Regardless if your are on a managed or unmanaged platform, having a broad understanding of basic memory management algorithms can pay off when working on performance critical applications. In this series of posts I will provide an overview of most fundamental garbage collection algorithms, as most garbage collection strategies are based on either one or a combination of these fundamental algorithms, to compare various algorithms, we need to look at the effect of each algorithm on throughput, latency (pause time) and space usage. We get started by looking at reference counting.
In any memory management algorithm we need to know if an object is considered live or garbage, reference counting maintains a simple invariant, any object is considered live if the number of references to that object is greater than zero. A reference to an object is created when a pointer to the object is copied from one location to another via an assigment.
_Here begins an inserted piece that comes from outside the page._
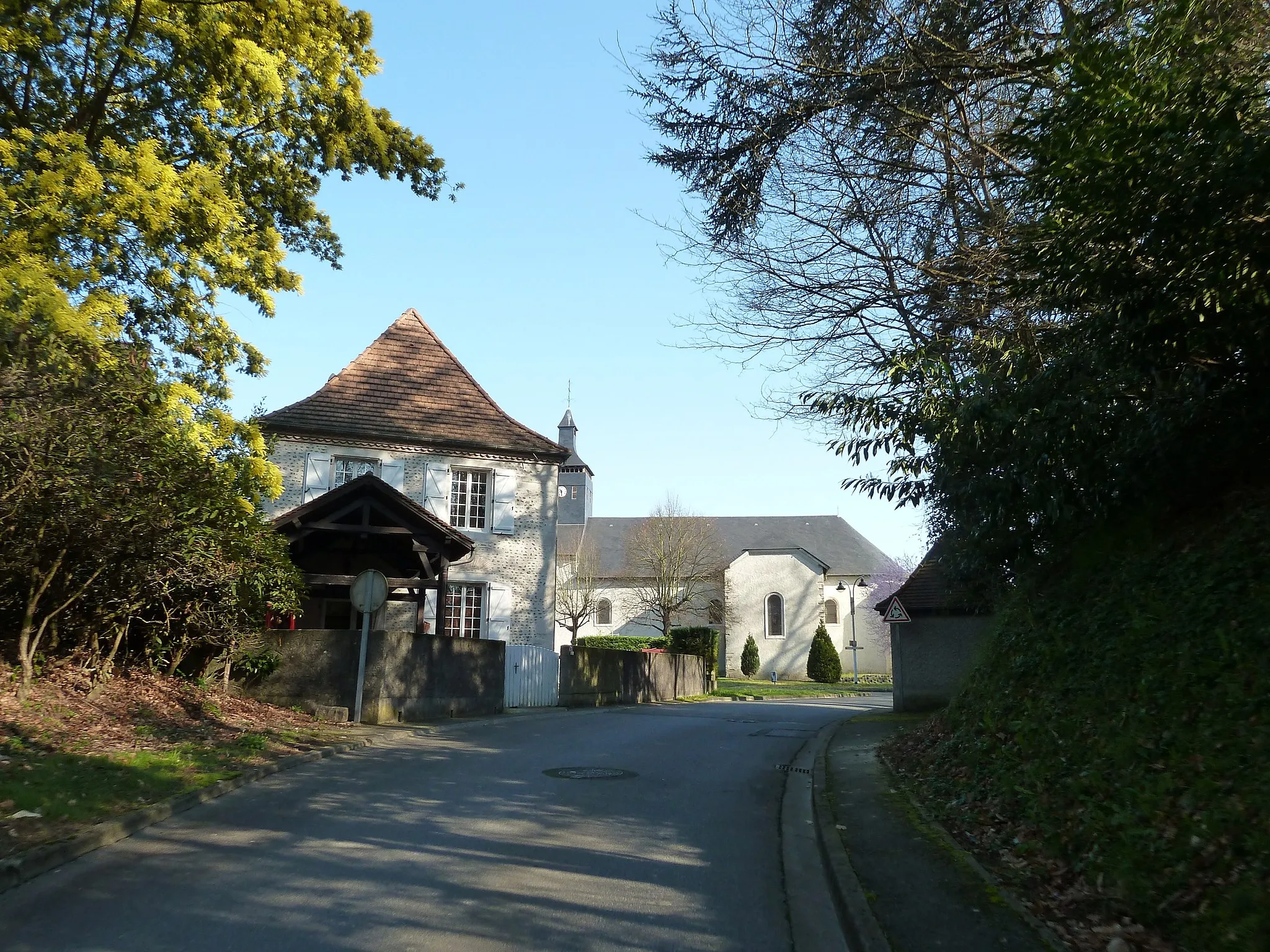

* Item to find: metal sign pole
[851,585,859,684]
[353,612,371,723]
[348,569,389,723]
Each time a reference to an object is created, the objects reference count is incremented, similarly when an existing reference to an object is deleted, the reference count is decremented.
- This algorithm is simple and has the benefit of being able to be implemented as part of a library (eg C++ boost shared_ptr) a developer can use rather than being part of an underlying managed-runtime.
- It provides flexibility to use reference counting to only parts of the application and use manual or other forms of automatic memory management to other parts.
- On single core machines an advantage of reference counting is object memory is potentially freed as soon as the object is deemed garbage, this makes the algorithm deterministic and incremental in nature.
- Can work with little head room when compared to tracing garbage collectors
- There are several disadvantages, every-time a variable is changed from one pointer to another two 'reference counts' need to be update, one objects reference count is incremented while the other is decremented and then an additional check to see if the count of the decremented object has reached zero, from an applications point of view even a simple read operation would entail a store operation to memory.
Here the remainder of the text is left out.